Back home, they feel it. Mbuyi speaks for a community that sees one of its own on the global stage. “All Tunisians are proud of him,” he says, “because in the end, he's a kid from the neighbourhood. When he plays matches, everyone focuses on the match. We're all watching Hannibal's hair on the pitch. We try to spot him every time.”
The big blonde curls that once made him stand out on a local cage now make him instantly recognisable on World Cup broadcasts.
Giving back to La Banane
Fame has not cut the cord. Every summer, Mejbri returns to La Banane and stages a football tournament for the community that raised him. It is not a symbolic drop-in. He brings shirts, time, presence.
Last year alone, he handed out around 100 shirts. “You can just walk around here and find two or three people wearing his shirt,” Mbuyi says. The image is striking: a neighbourhood where the local hero’s name is not just shouted at the TV, but printed across the backs of kids chasing their own dreams on the same concrete he once did.
For those kids, Mejbri is no longer just the boy with the wild hair from the next block. He is proof of concept.
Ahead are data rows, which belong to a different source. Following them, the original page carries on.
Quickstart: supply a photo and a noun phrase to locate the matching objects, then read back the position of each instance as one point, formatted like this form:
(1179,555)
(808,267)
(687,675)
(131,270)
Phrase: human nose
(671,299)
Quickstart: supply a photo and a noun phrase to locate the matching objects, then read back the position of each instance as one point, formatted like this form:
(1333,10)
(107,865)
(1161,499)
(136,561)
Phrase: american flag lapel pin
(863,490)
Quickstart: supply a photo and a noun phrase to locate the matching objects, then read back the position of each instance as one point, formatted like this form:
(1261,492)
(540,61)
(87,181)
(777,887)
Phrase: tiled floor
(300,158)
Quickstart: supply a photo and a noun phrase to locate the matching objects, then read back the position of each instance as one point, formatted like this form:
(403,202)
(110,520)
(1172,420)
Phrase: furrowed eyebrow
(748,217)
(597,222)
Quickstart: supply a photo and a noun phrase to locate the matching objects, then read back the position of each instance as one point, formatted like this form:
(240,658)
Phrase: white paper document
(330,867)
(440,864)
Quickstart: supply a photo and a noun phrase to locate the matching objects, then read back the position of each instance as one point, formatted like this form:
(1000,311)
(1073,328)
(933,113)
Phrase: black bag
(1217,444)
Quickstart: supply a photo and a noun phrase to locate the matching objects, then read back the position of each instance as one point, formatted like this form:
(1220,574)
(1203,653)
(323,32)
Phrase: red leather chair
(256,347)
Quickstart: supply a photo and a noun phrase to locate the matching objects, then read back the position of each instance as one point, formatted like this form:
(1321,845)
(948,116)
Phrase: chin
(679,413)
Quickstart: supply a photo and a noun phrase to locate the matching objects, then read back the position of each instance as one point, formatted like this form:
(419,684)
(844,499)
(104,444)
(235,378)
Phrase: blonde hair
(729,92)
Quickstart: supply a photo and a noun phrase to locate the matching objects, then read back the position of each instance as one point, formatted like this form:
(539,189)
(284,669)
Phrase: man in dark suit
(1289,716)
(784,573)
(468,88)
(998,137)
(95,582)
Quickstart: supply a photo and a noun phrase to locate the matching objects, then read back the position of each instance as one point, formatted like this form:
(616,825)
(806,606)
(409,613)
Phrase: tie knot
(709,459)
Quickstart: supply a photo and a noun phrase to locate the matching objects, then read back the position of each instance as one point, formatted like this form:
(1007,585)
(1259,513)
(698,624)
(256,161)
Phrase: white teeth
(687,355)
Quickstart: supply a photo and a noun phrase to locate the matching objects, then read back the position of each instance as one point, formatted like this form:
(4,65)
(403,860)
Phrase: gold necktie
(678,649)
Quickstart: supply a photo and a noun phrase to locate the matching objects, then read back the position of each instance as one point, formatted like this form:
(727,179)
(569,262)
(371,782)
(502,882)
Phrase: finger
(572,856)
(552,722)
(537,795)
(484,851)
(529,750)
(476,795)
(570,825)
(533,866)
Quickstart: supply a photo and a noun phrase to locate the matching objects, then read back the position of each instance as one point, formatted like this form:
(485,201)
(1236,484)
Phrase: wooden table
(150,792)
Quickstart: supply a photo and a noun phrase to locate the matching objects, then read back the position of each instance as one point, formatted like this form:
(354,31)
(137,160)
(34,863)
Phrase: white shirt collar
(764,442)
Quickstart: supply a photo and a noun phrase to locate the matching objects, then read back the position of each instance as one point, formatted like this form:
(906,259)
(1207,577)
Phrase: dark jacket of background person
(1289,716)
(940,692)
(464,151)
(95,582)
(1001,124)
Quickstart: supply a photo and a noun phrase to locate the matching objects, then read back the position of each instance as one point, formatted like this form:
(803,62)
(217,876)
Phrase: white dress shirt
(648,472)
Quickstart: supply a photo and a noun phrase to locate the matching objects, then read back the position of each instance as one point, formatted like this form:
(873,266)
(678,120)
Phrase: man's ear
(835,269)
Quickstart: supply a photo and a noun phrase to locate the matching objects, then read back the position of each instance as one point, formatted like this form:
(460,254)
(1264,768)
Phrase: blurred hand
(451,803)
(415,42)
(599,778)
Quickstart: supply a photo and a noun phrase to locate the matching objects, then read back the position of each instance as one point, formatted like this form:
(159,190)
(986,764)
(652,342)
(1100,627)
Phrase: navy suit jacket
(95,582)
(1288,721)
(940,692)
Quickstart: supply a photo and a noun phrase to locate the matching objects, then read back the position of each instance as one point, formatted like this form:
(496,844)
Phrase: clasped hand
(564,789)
“Hannibal is a great example of what the people look for in this area,” Mbuyi says. Because of him, the boundaries of what is possible have shifted. “Because of him, the young kids can dream.”
Now the dreams have grown. Tunisia have never gone beyond the group stage at a World Cup. The Eagles of Carthage have flown close, only to be turned back at the last ridge.
Two thousand years after another Hannibal rode elephants towards Rome, this one heads into 2026 with a different kind of army behind him: a nation, a neighbourhood, and a generation of kids staring up at La Banane and wondering how far they might go.